Member of the Bundestag for Mecklenburgische Seenplatte II – Landkreis Rostock III (Bad Doberan – Güstrow – Müritz; 2005–2013)
- In office 18 October 2005 – 26 October 2021
- Preceded by: Dirk Manzewski
- Succeeded by: Johannes Arlt

Member of the Landtag of Mecklenburg-Vorpommern for Nordvorpommern I (Ribnitz-Damgarten I; 1990–1994)
- In office 26 October 1990 – 31 December 2005
- Preceded by: Constituency established
- Succeeded by: Maika Friemann-Jennert (2006)

Personal details
- Born: 3 April 1954 (age 72) Ribnitz-Damgarten, East Germany (now Germany)
- Party: Christian Democratic Union (1990–)
- Other political affiliations: Christian Democratic Union (East Germany) (1984–1990)
- Children: 2
- Occupation: Politician; Businessman; Lay judge;
- Website: Official website

= Eckhardt Rehberg =

German politician

Eckhardt Rehberg (born 3 April 1954) is a German politician of the Christian Democratic Union (CDU) who served as a member of the Bundestag from the state of Mecklenburg-Vorpommern from 2005 until 2021.

== Political career ==
=== Career in state politics ===
From 1990 until 2005, Rehberg served as a member of the State Parliament of Mecklenburg-Vorpommern. From 2001 until 2005, he was the chairman of the CDU in Mecklenburg-Vorpommern. During that time, he was the party's candidate to unseat incumbent Minister-President Harald Ringstorff in the 2002 Mecklenburg-Vorpommern state election; he eventually lost against Ringstorff.

=== Member of the German Parliament, 2005–2021 ===
Rehberg became a member of the Bundestag in the 2005 German federal election. From 2005 until 2009, he served on the Committee on Economic Affairs and Technology. From 2009 until 2021, he was a member of the Budget Committee. In 2015 he also became his parliamentary group's spokesperson on the national budget. He was also a member of the so-called Confidential Committee (Vertrauensgremium) of the Budget Committee, which provides budgetary supervision for Germany's three intelligence services, BND, BfV and MAD. In addition to his committee assignments, he served on the Council of Elders, which – among other duties – determines daily legislative agenda items and assigns committee chairpersons based on party representation.

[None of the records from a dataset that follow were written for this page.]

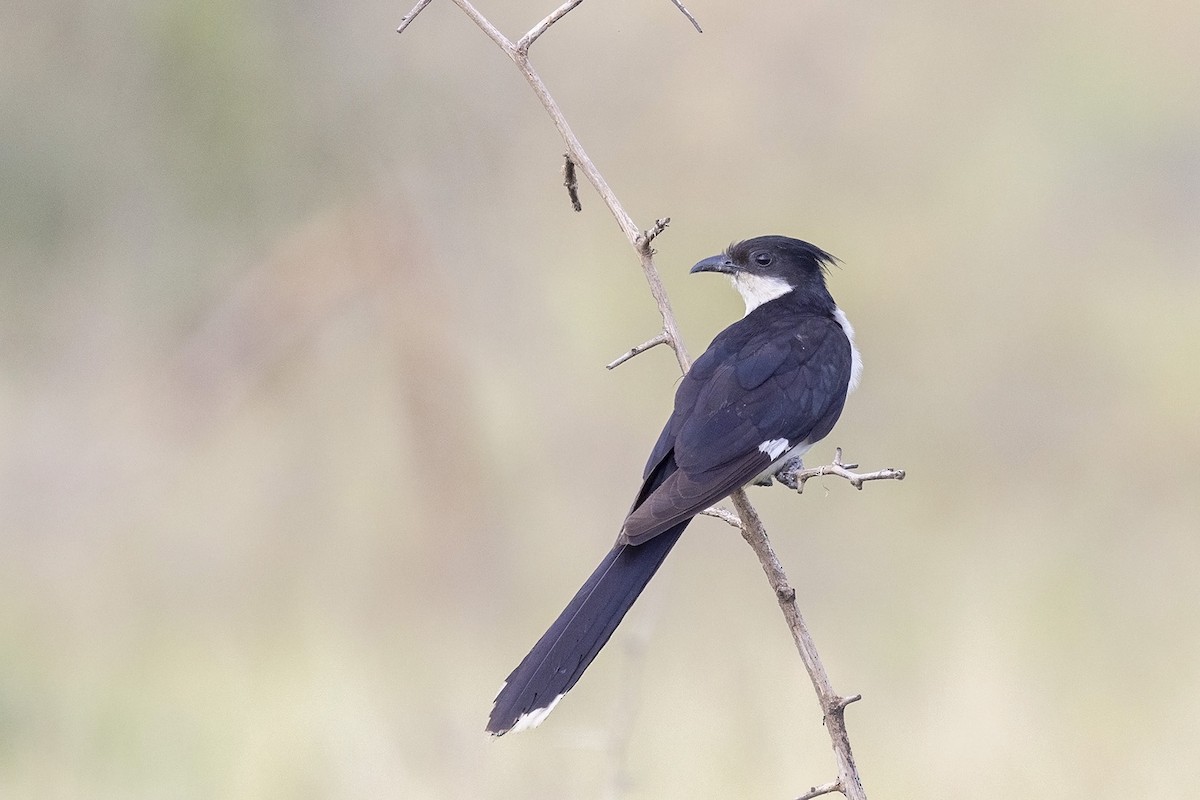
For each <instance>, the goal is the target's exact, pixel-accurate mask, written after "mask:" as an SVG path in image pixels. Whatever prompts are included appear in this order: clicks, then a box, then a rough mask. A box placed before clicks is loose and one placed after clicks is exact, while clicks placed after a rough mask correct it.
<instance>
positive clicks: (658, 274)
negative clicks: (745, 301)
mask: <svg viewBox="0 0 1200 800" xmlns="http://www.w3.org/2000/svg"><path fill="white" fill-rule="evenodd" d="M454 1H455V4H456V5H457V6H458V7H460V8H462V11H463V12H464V13H466V14H467V16H468V17H469V18H470V19H472V20H473V22H474V23H475V24H476V25H478V26H479V28H480V30H482V31H484V32H485V34H486V35H487V36H488V38H491V40H492V41H493V42H494V43H496V44H497V46H498V47H499V48H500V49H502V50H504V53H505V55H508V56H509V58H510V59H511V60H512V61H514V62H515V64H516V65H517V68H518V70H521V73H522V74H523V76H524V78H526V82H527V83H528V84H529V88H530V89H533V92H534V95H536V97H538V100H539V101H540V102H541V104H542V108H545V109H546V113H547V114H548V115H550V118H551V120H552V121H553V122H554V127H557V128H558V132H559V134H560V136H562V138H563V142H564V143H565V145H566V154H565V156H566V160H568V164H574V167H575V168H577V169H578V170H580V172H582V173H583V175H584V178H587V180H588V182H589V184H592V186H593V188H595V191H596V193H598V194H599V196H600V198H601V199H602V200H604V203H605V205H606V206H607V207H608V211H610V212H611V213H612V216H613V218H614V219H616V221H617V224H618V225H619V227H620V229H622V231H623V233H624V234H625V237H626V239H628V240H629V242H630V245H632V247H634V249H635V251H636V252H637V257H638V260H640V261H641V266H642V273H643V275H644V277H646V281H647V283H648V284H649V288H650V294H652V295H653V296H654V301H655V303H656V305H658V308H659V313H660V314H661V317H662V332H661V333H660V335H659V336H656V337H654V338H653V339H650V341H648V342H646V343H644V344H641V345H638V347H636V348H634V349H632V350H630V351H629V353H628V354H625V355H624V356H622V357H620V359H617V360H616V361H613V362H612V363H610V365H608V368H610V369H612V368H613V367H616V366H618V365H620V363H623V362H624V361H628V360H629V359H631V357H634V356H635V355H637V354H638V353H643V351H644V350H647V349H649V348H652V347H656V345H659V344H670V345H671V348H672V349H673V350H674V354H676V360H677V361H678V362H679V368H680V371H682V372H684V373H686V372H688V369H689V367H690V366H691V359H690V357H689V356H688V353H686V350H685V348H684V345H683V341H682V338H680V336H679V329H678V325H677V323H676V319H674V313H673V312H672V309H671V301H670V299H668V297H667V294H666V290H665V288H664V287H662V279H661V277H660V276H659V271H658V269H656V267H655V266H654V249H653V247H652V242H653V241H654V239H655V237H656V236H658V235H660V234H661V233H662V231H664V230H665V229H666V225H667V223H668V222H670V219H668V218H664V219H659V221H656V222H655V225H654V227H653V228H652V229H650V230H647V231H642V230H640V229H638V227H637V225H636V224H635V223H634V219H632V217H630V216H629V213H628V212H626V211H625V209H624V206H623V205H622V204H620V201H619V200H618V199H617V196H616V194H614V193H613V191H612V190H611V188H610V187H608V184H607V181H606V180H605V178H604V175H601V173H600V170H599V169H598V168H596V166H595V163H593V161H592V160H590V157H588V155H587V152H586V151H584V150H583V145H582V144H580V140H578V139H577V138H576V136H575V133H574V132H572V131H571V127H570V125H568V122H566V118H565V116H564V115H563V112H562V109H560V108H559V107H558V103H557V102H556V101H554V98H553V96H552V95H551V94H550V90H548V89H547V88H546V84H545V83H544V82H542V79H541V77H540V76H539V74H538V72H536V70H534V68H533V65H530V64H529V55H528V50H529V47H530V46H532V44H533V43H534V42H535V41H536V40H538V38H539V37H540V36H541V35H542V34H545V32H546V31H547V30H548V29H550V26H551V25H553V24H554V23H556V22H558V20H559V19H562V18H563V17H564V16H566V13H569V12H570V11H571V10H572V8H575V7H576V6H578V5H580V2H582V0H568V2H565V4H563V5H562V6H559V7H558V8H556V10H554V11H553V12H552V13H551V14H550V16H548V17H546V18H545V19H542V20H541V22H540V23H538V25H535V26H534V28H533V29H532V30H530V31H529V32H528V34H526V35H524V36H523V37H522V38H521V40H520V42H518V43H517V44H514V43H512V42H511V41H510V40H508V38H506V37H505V36H504V35H503V34H500V31H499V30H497V29H496V26H494V25H492V24H491V22H488V20H487V18H485V17H484V16H482V14H481V13H480V12H479V11H478V10H476V8H475V7H474V6H473V5H472V2H470V0H454ZM672 2H674V5H676V7H678V8H679V10H680V11H682V12H683V13H684V14H685V16H686V17H688V19H689V20H691V23H692V25H695V26H696V30H697V31H698V30H701V29H700V25H698V24H697V23H696V19H695V17H692V16H691V13H690V12H689V11H688V10H686V7H685V6H684V5H683V2H682V0H672ZM426 4H427V0H422V2H419V4H418V7H416V8H414V11H413V12H412V13H410V14H409V17H406V22H404V24H407V23H408V22H410V20H412V17H414V16H415V14H416V13H418V12H419V11H420V10H421V8H424V7H425V5H426ZM565 172H566V168H565V167H564V173H565ZM564 176H565V178H566V179H568V182H570V175H569V174H566V175H564ZM830 467H832V468H834V469H827V470H826V471H821V470H818V471H817V473H816V474H827V475H839V476H841V477H846V479H847V480H850V481H851V482H852V483H853V485H854V486H857V487H859V488H860V487H862V482H863V481H866V480H882V479H884V477H892V479H895V480H901V479H902V477H904V473H902V470H881V471H880V473H872V474H866V475H857V474H854V473H851V471H850V470H851V469H852V468H853V465H847V464H842V463H841V452H840V451H839V453H838V457H836V458H835V463H834V464H833V465H830ZM839 470H840V471H839ZM797 474H798V476H800V475H804V471H800V470H798V473H797ZM812 476H815V475H812ZM812 476H809V477H812ZM804 480H808V477H804ZM856 481H857V483H856ZM802 485H803V483H802ZM730 498H731V500H732V501H733V505H734V507H736V509H737V513H733V512H731V511H728V510H726V509H721V507H713V509H708V510H706V511H704V512H702V513H706V515H708V516H713V517H716V518H719V519H722V521H724V522H726V523H728V524H731V525H734V527H737V528H738V529H739V530H740V531H742V536H743V537H744V539H745V540H746V542H748V543H749V545H750V547H751V548H754V551H755V553H756V554H757V557H758V561H760V564H761V565H762V569H763V572H764V573H766V575H767V579H768V581H769V583H770V587H772V589H773V590H774V593H775V597H776V600H778V601H779V606H780V609H781V610H782V612H784V618H785V619H786V620H787V625H788V628H790V630H791V632H792V638H793V640H794V642H796V648H797V650H798V651H799V654H800V660H802V661H803V662H804V667H805V669H806V670H808V673H809V678H810V679H811V681H812V686H814V688H815V690H816V692H817V698H818V700H820V703H821V709H822V711H823V715H824V722H826V728H827V729H828V732H829V738H830V740H832V741H833V750H834V753H835V756H836V759H838V776H839V777H838V780H836V781H835V782H833V783H828V784H824V786H822V787H814V788H812V789H811V790H810V792H809V793H808V794H806V795H804V799H811V798H816V796H820V795H822V794H829V793H830V792H841V793H842V794H845V795H846V798H847V799H848V800H866V793H865V792H864V790H863V784H862V780H860V778H859V776H858V769H857V766H856V765H854V757H853V753H852V752H851V747H850V738H848V735H847V733H846V726H845V709H846V705H848V704H850V703H852V702H854V700H857V699H859V696H852V697H848V698H847V697H841V696H839V694H838V693H836V692H834V690H833V686H832V685H830V684H829V678H828V675H827V674H826V670H824V666H823V664H822V663H821V658H820V656H818V655H817V651H816V646H815V645H814V643H812V637H811V636H810V633H809V630H808V626H806V625H805V622H804V618H803V616H802V615H800V612H799V608H798V607H797V604H796V590H794V589H792V587H791V585H790V584H788V582H787V576H786V575H785V572H784V569H782V566H781V565H780V563H779V558H778V557H776V555H775V552H774V549H773V548H772V546H770V541H769V540H768V539H767V531H766V529H764V528H763V524H762V519H761V518H760V517H758V515H757V512H756V511H755V509H754V506H751V505H750V501H749V499H748V498H746V494H745V492H744V491H742V489H738V491H737V492H734V493H733V494H731V495H730ZM804 799H802V800H804Z"/></svg>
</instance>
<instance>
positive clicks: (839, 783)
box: [796, 781, 841, 800]
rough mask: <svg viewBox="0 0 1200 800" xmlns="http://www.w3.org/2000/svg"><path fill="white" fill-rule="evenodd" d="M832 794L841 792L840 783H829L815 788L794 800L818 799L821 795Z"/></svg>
mask: <svg viewBox="0 0 1200 800" xmlns="http://www.w3.org/2000/svg"><path fill="white" fill-rule="evenodd" d="M834 792H841V781H829V782H828V783H822V784H821V786H815V787H812V788H811V789H809V790H808V792H805V793H804V794H802V795H800V796H798V798H797V799H796V800H812V798H820V796H821V795H822V794H833V793H834Z"/></svg>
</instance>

In the negotiations to form Merkel's fourth coalition government following the 2017 federal elections, Rehberg was part of the working group on financial policies and taxes, led by Peter Altmaier, Andreas Scheuer and Olaf Scholz.

=== Later career ===
In 2025, the government of Chancellor Friedrich Merz appointed Rehberg as co-chair – alongside Stephan Weil and Stephan Müller – of an expert commission to advise Minister of Finance Lars Klingbeil on reforming Germany's rules on public debt.

== Other activities ==

=== Regulatory agencies ===
- Federal Network Agency for Electricity, Gas, Telecommunications, Posts and Railway (BNetzA), Member of the Rail Infrastructure Advisory Council (2014–2015)

=== Corporate boards ===
- Deutsche Bahn, Member of the supervisory board (since 2018)
- KfW, ex-officio Member of the Board of Supervisory Directors (2014–2019)
- Nordex, Member of the Political Advisory Board (2009–2013)
- Volkswerft, Member of the supervisory board (2005–2013)
- Ostseestadion, Member of the advisory board (2005–2009)

=== Non-profit organizations ===
- F.C. Hansa Rostock, Member

==Political positions==
===Human rights===
In June 2017, Rehberg voted against Germany's introduction of same-sex marriage.

===Economic policy===
Rehberg has been a supporter of the debt brake in the budget of Germany since its introduction in 2009. Amid the economic downturn due to the COVID-19 pandemic in Germany, he demanded that “suspending the debt brake must not become a habit. We have to get back to the regular debt limit as quickly as possible.”

In 2018, Rehberg rejected plans presented by Minister of Finance Olaf Scholz for a European unemployment stabilization fund designed to arm the eurozone against crises. He later criticized the European Commission’s 2019 plans for loosening the EU's budget rules in a bid to free up spending for a European Green Deal, arguing that the Stability and Growth Pact (SGP) already provided enough flexibility to permit public investments.